The world is our parish
The ministry work of the Chaplains at Wesley College occurs in many ways, not least when they’re in their ‘day-to-day clothes,’ as Kaylea Fearn explains.
After a Chapel service earlier this year, one of the Preps asked me earnestly, ’Pastor Fearn, why were you wearing karate clothes in assembly this morning?’ It took me a moment to realise that she was referring to my alb, and I explained that they were actually ‘church clothes’! It was a great reminder that our students more clearly understand our ministry work when we’re in our ‘ordinary clothes,’ and in our day-to-day interactions, than when we’re leading worship.
The fact that our students recognise their Chaplains in their day-to-day clothes rather than their church clothes is a healthy indicator that they really engage with the work of the Uniting Church to act for the common good, promote inclusiveness, fairness and equity, and protect all creation and the planet we live on, in authentic and meaningful ways.

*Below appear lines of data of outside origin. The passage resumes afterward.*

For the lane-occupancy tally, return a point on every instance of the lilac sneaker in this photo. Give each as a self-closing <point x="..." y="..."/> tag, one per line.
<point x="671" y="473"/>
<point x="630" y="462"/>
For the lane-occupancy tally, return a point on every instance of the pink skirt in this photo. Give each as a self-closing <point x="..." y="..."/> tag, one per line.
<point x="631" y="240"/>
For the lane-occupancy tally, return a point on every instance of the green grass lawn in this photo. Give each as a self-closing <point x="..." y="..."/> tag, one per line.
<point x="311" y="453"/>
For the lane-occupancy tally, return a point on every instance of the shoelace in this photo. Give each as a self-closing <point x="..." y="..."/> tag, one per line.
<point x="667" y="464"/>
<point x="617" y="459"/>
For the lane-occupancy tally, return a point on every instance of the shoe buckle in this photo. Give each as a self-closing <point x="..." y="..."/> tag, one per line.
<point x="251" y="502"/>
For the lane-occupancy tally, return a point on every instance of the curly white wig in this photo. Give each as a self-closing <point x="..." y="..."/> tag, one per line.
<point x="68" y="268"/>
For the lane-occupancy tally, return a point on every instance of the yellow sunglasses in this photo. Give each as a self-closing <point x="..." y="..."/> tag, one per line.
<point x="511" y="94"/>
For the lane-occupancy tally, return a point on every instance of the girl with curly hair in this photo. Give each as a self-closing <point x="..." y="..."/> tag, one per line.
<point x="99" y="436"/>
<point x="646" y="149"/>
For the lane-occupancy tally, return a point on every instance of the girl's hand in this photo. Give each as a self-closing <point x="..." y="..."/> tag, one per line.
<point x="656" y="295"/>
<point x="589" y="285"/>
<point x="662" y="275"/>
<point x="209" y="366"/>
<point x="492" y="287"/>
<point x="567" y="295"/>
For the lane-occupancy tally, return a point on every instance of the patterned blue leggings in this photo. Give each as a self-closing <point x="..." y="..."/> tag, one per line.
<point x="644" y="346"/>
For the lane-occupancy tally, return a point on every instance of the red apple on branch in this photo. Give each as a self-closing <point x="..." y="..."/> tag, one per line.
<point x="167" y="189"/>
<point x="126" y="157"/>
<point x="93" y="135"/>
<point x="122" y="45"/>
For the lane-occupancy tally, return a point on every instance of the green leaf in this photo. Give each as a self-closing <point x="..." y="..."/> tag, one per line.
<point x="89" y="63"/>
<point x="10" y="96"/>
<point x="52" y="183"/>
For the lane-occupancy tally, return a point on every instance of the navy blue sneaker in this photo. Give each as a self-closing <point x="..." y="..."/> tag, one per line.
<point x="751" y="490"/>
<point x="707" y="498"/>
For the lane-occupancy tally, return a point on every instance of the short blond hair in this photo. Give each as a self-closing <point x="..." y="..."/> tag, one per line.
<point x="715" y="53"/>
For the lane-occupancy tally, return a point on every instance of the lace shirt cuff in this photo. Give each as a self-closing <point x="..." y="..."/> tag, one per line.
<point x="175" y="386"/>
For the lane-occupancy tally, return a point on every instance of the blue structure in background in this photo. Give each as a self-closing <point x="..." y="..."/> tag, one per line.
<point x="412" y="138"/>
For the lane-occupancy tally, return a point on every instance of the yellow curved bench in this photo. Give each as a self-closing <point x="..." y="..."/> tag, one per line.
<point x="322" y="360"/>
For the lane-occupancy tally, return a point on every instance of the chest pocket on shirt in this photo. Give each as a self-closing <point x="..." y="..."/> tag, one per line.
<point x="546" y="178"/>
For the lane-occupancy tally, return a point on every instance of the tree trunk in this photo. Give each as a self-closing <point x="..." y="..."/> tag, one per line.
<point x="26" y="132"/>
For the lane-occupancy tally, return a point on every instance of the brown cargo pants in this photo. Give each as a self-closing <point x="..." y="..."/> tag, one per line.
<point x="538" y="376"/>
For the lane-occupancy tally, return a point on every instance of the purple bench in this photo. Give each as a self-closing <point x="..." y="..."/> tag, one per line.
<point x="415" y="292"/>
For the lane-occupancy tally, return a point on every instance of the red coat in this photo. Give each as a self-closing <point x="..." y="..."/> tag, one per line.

And that’s good news: it shows that Wesley College’s relationship with the Uniting Church is much more than a historical, institutional bond; it’s a partnership that develops in new and exciting ways as we work together to express and live out our common values.
What does partnership look like? There are many examples.
Making a difference through community action
Our relationship with the Richmond Churches Food Centre, which has blossomed through our Year 8 volunteering program and our whole-campus Can-struction competition at Elsternwick, is a great example of the way Wesley and the Uniting Church is making a difference through community action.
Our students care deeply about the people who access food each week at the Food Centre. They have learnt so much from seeing how community action makes a difference to those who live on the edges of society. This sort of service learning is at the heart of our ethos and is built into our International Baccalaureate curriculum at Wesley – and I can’t help but think that John Wesley himself would be inspired by our partnership.
Climate change and Tuvalu
When Year 6 students met with Alexandra Bingham, a filmmaker and partnerships coordinator for UnitingWorld, a sustainable community development organisation of the Uniting Church, they were able to delve deeply into how climate change has affected the people of Tuvalu in the Pacific.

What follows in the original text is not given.